A new optical method that can image subsurface structures under skin has been demonstrated by scientists at the National Institute of Standards and Technology (NIST) and the Johns Hopkins University Applied Physics Laboratory.
The method relies on differences in the way surface and subsurface features of various materials scatter light. It was demonstrated with small pieces of pigskin and inorganic materials but might eventually prove useful for imaging living tissues to help diagnose or determine the extent of various types of skin cancers.
The imaging process involves illuminating a sample with polarised light, which has its electric field oriented in a particular direction, and using a digital camera with a rotating polarisation filter to image the light scattered from the sample.

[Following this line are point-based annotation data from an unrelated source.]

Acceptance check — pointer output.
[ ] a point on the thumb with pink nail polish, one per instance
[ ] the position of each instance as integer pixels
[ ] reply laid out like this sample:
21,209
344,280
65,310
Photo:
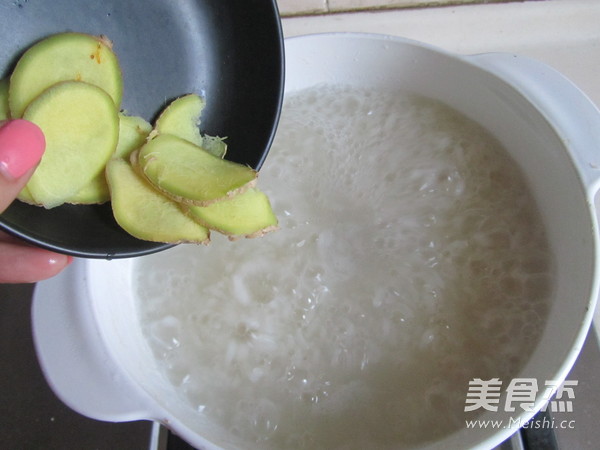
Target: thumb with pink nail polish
22,145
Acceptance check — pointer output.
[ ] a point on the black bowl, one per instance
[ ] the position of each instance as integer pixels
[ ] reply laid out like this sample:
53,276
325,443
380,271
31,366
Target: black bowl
229,51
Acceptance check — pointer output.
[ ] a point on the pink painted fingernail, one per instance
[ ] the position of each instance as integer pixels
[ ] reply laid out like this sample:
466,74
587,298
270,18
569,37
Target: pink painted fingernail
22,145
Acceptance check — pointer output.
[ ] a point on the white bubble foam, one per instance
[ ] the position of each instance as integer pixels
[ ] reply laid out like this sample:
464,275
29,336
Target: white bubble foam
409,261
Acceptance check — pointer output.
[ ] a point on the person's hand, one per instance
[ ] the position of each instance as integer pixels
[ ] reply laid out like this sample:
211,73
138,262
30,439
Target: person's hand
22,145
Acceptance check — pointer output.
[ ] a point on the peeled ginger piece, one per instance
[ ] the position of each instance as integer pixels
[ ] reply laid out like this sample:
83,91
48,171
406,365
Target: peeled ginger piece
145,213
246,215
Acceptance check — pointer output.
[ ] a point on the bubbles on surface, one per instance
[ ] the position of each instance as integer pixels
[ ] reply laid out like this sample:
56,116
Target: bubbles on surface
410,259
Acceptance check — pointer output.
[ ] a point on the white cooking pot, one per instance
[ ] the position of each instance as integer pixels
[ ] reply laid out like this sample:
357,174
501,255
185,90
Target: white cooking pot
90,345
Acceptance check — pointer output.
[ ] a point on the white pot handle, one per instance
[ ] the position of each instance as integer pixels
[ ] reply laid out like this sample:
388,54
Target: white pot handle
72,355
564,105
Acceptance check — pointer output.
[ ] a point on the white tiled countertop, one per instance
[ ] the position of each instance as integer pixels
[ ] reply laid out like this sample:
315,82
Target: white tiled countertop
564,34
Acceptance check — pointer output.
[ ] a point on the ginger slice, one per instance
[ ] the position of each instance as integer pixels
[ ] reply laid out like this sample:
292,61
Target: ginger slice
81,126
133,131
64,57
189,174
144,212
182,119
245,215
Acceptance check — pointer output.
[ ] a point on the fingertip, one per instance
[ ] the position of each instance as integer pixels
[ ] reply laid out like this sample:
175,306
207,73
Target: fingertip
22,144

Researchers manipulated the polarisation to minimise light scattered from the rough skin surface, and positioned the light source in multiple locations to separate out, and delete, light scattered more than one time from deeper sample layers. By using certain polarisation settings and combining two images made with the light source in different positions, they generated a processed image that reveals significant subsurface structure.
Polarised light imaging already is used in dermatology to identify the edges of lesions. The new method minimises the effects of two types of unwanted light scattering at once, and, if confirmed by other methods, might someday be used in a clinical setting to produce more detailed images of deeper layers of skin.
The method was developed under a Co-operative Research and Development Agreement between the two institutions. The project adapted light scattering techniques originally developed by NIST researchers to image surface and subsurface features in inorganic materials such as silicon wafers, mirrors and paint coatings. Scientists currently are working on making the new method easier and faster to use.